Battling these monsters requires casting spells, and Atendido’s eager younger sister Adarna is more than willing to test out her abilities, even against the protestations of Huertas’ Diego. He has reason to protest: Adarna’s translation errors have a way of boomeranging back onto him, turning him into a werewolf or causing him to become a giant. Lola (also played by Huertas) does what she can to smooth things over, but Diego has a breaking point. Adarna’s bright enthusiasm and Diego’s brittle frustration chafe against each other even as their voices beautifully harmonize.
Running under 90 minutes in one act, “We’ve Battled Monsters Before” is narratively economical, sketching out just enough of a fantasy framework to slot in Huertas’ numbers, performed by Atendido and him on acoustic and electric guitars, ukuleles, cello and keyboard.
But the show’s true engine isn’t a story about spells and monsters; it’s Huertas’ Filipino heritage, and the joy and heartache therein. There are odes to chicken adobo and halo-halo and examinations of the national struggle for identity amid the Philippines’ constant colonization. Given the show’s depiction of the importance of the matriarch, it initially seems an odd choice for Huertas to play the siblings’ Lola, but the two-person cast eventually seems essential as Diego and Adarna find their opposition hardening.
On the surface, “We’ve Battled Monsters Before” is a show of simple pleasures. Huertas’ songs are tuneful but not showy, and his embrace of mythology makes for broad narrative strokes. Direction by Mathew Wright, ArtsWest’s artistic director, is effortlessly smooth, and the fabric-and-paper tree that canopies the set in Lex Marcos’ scenic design sets the stage for enchantment.

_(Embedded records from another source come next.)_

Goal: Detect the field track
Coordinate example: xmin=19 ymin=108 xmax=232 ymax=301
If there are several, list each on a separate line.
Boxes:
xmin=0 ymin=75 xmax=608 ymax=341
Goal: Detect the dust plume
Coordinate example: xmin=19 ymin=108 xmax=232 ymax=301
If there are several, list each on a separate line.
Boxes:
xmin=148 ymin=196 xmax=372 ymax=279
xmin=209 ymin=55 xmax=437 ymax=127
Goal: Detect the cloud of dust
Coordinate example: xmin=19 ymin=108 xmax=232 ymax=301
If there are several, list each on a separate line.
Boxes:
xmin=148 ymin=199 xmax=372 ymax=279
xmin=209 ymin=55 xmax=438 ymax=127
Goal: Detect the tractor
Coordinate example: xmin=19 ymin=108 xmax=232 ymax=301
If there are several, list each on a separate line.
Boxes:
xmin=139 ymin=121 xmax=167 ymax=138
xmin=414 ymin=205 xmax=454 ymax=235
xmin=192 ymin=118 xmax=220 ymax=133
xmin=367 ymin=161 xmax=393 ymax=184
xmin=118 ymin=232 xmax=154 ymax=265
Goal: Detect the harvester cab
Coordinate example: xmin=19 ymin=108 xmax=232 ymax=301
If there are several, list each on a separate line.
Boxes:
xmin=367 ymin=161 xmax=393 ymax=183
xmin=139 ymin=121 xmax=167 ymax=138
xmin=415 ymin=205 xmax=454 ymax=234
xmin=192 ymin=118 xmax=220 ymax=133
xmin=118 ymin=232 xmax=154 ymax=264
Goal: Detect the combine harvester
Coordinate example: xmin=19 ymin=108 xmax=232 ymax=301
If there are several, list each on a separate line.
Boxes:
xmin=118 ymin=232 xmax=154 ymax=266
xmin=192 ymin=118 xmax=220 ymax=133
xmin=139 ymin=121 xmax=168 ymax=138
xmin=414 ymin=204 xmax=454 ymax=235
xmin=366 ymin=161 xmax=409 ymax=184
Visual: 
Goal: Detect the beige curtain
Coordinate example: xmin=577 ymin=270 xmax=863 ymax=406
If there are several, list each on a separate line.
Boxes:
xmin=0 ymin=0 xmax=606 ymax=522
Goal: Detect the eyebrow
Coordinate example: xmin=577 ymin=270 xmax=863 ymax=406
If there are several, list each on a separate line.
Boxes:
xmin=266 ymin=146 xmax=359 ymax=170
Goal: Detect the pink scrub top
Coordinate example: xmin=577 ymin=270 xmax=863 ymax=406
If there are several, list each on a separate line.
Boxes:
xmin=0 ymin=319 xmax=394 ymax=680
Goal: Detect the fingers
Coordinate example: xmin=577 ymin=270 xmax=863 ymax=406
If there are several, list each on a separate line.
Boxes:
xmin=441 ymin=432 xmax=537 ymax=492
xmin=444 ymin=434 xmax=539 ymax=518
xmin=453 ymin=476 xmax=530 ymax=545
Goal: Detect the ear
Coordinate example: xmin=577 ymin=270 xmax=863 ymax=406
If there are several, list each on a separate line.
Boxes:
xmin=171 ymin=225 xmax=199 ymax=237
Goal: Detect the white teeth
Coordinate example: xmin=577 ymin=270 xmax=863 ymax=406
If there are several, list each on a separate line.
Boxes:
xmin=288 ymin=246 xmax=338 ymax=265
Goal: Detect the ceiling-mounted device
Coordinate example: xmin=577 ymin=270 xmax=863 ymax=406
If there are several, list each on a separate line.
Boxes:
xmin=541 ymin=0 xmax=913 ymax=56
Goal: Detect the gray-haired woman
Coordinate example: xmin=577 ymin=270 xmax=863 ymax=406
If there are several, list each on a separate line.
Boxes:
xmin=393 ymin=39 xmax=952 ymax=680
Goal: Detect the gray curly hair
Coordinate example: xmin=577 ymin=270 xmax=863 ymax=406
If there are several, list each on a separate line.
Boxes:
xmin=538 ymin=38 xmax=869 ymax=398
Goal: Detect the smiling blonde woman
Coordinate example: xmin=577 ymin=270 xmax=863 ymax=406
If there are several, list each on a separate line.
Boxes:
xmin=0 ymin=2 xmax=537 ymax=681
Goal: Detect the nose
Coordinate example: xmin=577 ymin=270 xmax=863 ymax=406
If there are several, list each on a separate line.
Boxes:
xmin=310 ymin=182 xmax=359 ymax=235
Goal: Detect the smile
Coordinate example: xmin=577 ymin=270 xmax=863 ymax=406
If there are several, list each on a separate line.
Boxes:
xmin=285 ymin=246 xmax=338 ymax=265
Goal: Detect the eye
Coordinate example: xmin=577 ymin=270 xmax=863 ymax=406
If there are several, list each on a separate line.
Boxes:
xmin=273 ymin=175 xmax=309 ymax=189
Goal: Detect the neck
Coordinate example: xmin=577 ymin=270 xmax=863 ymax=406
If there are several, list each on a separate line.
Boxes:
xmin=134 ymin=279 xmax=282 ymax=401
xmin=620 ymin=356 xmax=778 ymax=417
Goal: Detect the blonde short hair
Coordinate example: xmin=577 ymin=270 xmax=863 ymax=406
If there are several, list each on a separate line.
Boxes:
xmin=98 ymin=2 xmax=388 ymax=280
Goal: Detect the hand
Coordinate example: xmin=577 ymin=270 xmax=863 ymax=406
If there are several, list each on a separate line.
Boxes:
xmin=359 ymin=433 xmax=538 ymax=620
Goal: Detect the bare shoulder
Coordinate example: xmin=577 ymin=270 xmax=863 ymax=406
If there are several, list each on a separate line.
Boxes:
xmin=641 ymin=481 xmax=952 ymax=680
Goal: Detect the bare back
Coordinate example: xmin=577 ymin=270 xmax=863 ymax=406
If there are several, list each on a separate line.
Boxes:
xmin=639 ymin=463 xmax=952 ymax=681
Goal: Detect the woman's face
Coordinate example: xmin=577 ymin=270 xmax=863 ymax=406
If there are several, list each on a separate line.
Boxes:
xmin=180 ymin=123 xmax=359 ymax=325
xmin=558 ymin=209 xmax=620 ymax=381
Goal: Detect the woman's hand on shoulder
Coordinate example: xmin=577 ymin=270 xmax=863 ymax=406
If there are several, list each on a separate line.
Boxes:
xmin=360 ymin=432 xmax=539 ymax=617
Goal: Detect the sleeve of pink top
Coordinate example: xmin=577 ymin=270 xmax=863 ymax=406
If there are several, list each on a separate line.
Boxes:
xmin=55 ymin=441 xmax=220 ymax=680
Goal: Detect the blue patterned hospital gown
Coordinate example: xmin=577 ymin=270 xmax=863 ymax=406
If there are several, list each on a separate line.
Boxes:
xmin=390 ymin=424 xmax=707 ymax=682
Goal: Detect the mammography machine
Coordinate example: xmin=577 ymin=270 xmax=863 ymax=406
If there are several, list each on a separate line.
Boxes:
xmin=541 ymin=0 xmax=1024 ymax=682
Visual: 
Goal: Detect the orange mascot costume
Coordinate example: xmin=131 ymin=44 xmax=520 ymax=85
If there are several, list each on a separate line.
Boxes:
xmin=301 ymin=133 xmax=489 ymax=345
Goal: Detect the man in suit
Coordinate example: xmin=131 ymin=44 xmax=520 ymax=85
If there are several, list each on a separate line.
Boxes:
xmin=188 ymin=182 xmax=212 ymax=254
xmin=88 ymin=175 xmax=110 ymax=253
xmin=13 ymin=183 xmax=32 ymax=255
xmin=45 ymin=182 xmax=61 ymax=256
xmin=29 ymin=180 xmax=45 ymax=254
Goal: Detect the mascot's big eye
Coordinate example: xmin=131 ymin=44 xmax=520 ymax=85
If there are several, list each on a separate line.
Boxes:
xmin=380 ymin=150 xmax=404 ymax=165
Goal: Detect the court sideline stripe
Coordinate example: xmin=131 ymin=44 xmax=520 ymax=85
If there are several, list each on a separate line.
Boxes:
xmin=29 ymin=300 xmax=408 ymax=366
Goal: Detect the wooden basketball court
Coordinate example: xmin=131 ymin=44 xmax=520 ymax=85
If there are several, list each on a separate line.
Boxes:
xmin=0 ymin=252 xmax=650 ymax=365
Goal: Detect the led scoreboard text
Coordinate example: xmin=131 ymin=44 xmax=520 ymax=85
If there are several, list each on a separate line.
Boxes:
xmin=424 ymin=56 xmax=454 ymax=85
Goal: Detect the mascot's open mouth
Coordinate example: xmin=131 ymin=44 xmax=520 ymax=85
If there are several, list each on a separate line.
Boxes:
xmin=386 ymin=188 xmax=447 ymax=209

But beneath it all, Huertas has written a pretty thorny story about the wounds family can inflict and the compromises and concessions that are sometimes necessary to begin the healing process. Huertas knows when to underplay and when to take a big emotional swing, and his light touch and heart-in-throat optimism intertwine impressively.
At this point, I doubt anyone underestimates Huertas. But even though he’s working in a similar vein to previous work, he’s retained the ability to surprise with just a turn of phrase. Keep your wits about you in the Whisper.